Chill Out: My Mindfulness Activity Book by Josephine Dellow
This activity book is not only fun and inspirational, but being based on mindfulness, can also help to support young people’s wellbeing in the longer term. Chill Out offers a good range of activities, puzzles, games and crafts, created with and for 5 – 8-year-olds; each activity encourages children to focus in on a task, settle the mind, and help to create a peaceful moment in their day. Chill Out is published by Ups!de Down Books, an independent publisher specialising in positive, age-appropriate and accessible titles around mental health and wellbeing.

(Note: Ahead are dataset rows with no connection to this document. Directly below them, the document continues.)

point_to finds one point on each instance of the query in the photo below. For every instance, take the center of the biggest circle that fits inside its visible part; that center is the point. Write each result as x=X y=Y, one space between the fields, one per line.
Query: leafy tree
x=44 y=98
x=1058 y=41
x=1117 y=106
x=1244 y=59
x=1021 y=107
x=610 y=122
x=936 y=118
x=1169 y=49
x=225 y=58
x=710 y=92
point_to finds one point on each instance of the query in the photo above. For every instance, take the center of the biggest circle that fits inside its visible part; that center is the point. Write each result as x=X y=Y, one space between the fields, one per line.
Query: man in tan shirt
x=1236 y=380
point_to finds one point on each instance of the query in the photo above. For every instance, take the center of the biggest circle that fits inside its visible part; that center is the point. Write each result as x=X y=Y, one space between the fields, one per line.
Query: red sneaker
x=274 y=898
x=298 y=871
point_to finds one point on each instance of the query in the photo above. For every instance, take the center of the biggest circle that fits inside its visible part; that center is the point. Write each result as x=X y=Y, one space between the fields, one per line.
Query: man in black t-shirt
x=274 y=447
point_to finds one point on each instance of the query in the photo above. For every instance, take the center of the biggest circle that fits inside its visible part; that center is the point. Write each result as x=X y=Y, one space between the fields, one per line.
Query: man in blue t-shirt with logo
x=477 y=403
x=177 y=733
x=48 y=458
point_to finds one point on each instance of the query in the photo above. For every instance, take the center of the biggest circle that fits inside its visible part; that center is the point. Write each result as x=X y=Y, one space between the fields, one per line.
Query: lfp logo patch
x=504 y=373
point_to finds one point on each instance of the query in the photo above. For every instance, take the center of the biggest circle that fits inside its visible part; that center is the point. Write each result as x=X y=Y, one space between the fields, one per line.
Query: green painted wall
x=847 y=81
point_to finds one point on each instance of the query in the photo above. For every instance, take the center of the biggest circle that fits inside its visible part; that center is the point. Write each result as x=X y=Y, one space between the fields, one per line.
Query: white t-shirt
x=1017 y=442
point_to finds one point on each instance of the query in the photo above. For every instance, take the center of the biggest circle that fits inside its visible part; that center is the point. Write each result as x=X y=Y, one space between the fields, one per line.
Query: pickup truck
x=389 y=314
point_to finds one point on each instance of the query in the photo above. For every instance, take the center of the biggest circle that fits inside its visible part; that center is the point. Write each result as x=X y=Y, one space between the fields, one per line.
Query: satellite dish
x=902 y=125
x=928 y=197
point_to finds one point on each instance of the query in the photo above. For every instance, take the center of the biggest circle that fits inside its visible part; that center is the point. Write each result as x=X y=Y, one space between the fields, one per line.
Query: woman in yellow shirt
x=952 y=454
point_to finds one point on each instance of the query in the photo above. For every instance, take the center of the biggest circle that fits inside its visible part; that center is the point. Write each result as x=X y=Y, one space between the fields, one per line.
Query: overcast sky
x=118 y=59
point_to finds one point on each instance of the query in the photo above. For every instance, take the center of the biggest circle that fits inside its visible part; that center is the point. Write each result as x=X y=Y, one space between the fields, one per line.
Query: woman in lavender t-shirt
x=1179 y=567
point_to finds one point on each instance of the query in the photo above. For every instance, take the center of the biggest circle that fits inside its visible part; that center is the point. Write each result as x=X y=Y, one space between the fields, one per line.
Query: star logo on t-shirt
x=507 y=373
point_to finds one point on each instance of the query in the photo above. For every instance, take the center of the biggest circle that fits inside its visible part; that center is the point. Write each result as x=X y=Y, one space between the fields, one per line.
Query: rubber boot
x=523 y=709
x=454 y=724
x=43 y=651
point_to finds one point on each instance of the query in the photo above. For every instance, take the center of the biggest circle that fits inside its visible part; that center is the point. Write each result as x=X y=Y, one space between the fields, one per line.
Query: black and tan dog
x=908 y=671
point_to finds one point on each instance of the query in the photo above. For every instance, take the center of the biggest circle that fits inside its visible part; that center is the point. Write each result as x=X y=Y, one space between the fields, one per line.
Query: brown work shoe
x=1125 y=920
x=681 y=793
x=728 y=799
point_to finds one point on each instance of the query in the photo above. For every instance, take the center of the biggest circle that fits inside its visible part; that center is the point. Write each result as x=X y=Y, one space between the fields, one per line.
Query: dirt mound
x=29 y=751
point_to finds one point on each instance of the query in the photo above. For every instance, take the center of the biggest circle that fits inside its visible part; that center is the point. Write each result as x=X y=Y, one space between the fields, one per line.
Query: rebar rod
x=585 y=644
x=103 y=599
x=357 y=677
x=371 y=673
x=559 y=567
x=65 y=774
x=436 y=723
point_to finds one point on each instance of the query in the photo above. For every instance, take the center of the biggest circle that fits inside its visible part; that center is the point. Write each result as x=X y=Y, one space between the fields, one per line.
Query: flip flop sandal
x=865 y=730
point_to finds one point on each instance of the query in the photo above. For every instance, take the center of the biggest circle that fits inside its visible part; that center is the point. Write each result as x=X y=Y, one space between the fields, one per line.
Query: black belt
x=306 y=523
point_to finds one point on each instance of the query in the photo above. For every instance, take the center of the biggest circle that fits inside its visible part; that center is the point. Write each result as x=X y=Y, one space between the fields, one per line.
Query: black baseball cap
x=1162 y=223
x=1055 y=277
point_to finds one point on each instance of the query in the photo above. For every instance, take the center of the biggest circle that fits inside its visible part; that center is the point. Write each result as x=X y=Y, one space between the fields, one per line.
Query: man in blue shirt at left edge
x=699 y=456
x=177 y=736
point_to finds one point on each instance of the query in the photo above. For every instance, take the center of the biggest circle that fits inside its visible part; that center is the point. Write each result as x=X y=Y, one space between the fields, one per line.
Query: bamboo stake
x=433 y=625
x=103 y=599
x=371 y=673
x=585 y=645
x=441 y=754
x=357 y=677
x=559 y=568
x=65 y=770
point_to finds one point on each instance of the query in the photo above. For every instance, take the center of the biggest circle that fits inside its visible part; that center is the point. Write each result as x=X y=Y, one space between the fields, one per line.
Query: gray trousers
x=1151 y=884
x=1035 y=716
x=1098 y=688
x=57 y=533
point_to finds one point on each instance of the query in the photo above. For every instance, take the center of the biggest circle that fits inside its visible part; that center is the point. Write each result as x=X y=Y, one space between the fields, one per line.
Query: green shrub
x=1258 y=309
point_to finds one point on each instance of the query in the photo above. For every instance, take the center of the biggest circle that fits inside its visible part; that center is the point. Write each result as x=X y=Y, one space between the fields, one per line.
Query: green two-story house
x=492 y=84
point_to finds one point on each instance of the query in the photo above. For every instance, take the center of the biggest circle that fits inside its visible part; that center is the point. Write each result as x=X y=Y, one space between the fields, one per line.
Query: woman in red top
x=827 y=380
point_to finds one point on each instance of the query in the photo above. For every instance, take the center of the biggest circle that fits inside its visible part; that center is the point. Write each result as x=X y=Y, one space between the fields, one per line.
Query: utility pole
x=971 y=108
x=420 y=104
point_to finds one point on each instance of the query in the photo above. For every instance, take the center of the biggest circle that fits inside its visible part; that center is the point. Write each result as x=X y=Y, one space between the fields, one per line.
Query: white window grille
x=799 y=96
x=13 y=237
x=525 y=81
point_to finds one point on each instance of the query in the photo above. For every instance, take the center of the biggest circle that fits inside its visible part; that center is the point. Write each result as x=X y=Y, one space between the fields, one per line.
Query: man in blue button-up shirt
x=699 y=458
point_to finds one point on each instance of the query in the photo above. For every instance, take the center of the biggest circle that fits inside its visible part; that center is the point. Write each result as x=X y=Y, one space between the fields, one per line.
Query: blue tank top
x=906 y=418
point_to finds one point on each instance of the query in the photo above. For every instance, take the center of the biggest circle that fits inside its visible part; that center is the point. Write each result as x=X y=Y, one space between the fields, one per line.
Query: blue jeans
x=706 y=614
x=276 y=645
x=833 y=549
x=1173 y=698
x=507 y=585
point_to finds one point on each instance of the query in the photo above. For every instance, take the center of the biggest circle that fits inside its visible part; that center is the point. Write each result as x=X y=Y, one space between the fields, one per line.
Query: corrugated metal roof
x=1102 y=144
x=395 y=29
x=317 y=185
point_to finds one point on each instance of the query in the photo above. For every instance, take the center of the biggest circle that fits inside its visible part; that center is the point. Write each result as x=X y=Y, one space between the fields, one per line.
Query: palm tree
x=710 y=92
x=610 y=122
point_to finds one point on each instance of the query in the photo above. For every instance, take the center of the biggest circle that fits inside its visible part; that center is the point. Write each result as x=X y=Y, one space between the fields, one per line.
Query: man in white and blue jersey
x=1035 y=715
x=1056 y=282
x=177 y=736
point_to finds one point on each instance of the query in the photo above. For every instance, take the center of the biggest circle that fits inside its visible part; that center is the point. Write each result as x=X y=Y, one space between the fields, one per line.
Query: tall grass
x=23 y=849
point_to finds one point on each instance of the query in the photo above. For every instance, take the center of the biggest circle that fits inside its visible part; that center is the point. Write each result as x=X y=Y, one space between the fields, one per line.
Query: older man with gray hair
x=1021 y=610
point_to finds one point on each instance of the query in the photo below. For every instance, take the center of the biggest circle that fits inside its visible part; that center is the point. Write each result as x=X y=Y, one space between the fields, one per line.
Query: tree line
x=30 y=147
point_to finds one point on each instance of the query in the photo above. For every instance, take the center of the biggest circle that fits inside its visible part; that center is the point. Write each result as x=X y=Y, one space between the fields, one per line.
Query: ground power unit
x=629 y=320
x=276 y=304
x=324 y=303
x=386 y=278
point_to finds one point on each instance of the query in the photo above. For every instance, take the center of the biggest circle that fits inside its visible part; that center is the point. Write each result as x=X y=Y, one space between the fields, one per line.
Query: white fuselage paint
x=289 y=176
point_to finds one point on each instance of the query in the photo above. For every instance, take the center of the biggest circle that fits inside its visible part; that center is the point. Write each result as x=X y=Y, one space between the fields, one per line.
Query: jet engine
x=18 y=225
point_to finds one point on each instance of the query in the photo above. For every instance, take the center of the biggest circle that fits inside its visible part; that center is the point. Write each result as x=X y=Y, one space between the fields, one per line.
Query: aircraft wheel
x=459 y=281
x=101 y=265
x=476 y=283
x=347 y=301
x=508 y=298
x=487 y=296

For ages 5-8.
Ninja Life Hacks Journal for Kids by Mary Nhin
This journal is a companion volume to the Ninja Life Hacks series, which are bite-sized, colourful books that aim to help children develop life skills. It covers topics such as managing emotions, developing resilience and learning respectful interactions. The Ninja Life Hacks Journal turns these messages into goal-setting exercises that nurture a growth mindset: how to look past failures and learn from mistakes, practise positive self-talk and ultimately, develop grit and resilience. Not only is it a useful workbook, it can become a great keepsake. For ages 3-11.
101 Things for Kids to do Screen-Free by Dawn Isaac
Are you constantly trying to limit your kids’ screen time? Screen time is a big issue in so many families – especially during holidays – so Dawn Isaac’s new book caught my eye right away. Dawn’s previous books on Outdoor activities and Rainy Day activities are both terrific resources, and this is no exception. The 101 Things described in this book range from the creative (no-sew sock creatures), to the silly (hands-free eating challenge) to the impressive (backyard mini golf). There are crafts, recipes, outdoor challenges, games, and projects; most require few or commonly-found materials; some can be done on your own, while others are great for groups. For ages 4-11.
The Joy Journal for Magical Everyday Play by Laura Brand
Laura Brand may not be well-known outside the UK – yet – but her great ideas around engaging with nature, creative crafting and the importance of play, deserve a wide audience. The Joy Journal offers fifty simple, engaging and open-ended play ideas that will appeal to a range of ages, including toddlers under supervision. Most of the projects are no-cost or low-cost, and use common household items, or scavenged natural materials such as flowers, leaves and twigs. Laura champions messy play, but offers helpful tips and “messiness ratings” for parents who may be more hesitant. The beautiful photograps and friendly chatty text means the book is a pleasure for the parent-reader as well! For ages 2+.
Rosie Revere’s Big Project Book for Bold Engineers by Andrea Beaty
Rosie Revere, Engineer is a firm favourite with both kids and adults, for its fun introduction to the engineering process, and its stereotype-busting story. Now you can further nurture the inventiveness of your budding engineer with a Rosie Revere project book. With full-colour illustrations, Rosie Revere encourages readers to design and prototype solutions to everyday problems using commonplace items, and to learn from, rather than be discouraged by, failures and flops. The 40+ featured projects include designing a better bicycle, build a simple catapult, construct a solar oven, and more. For ages 5+.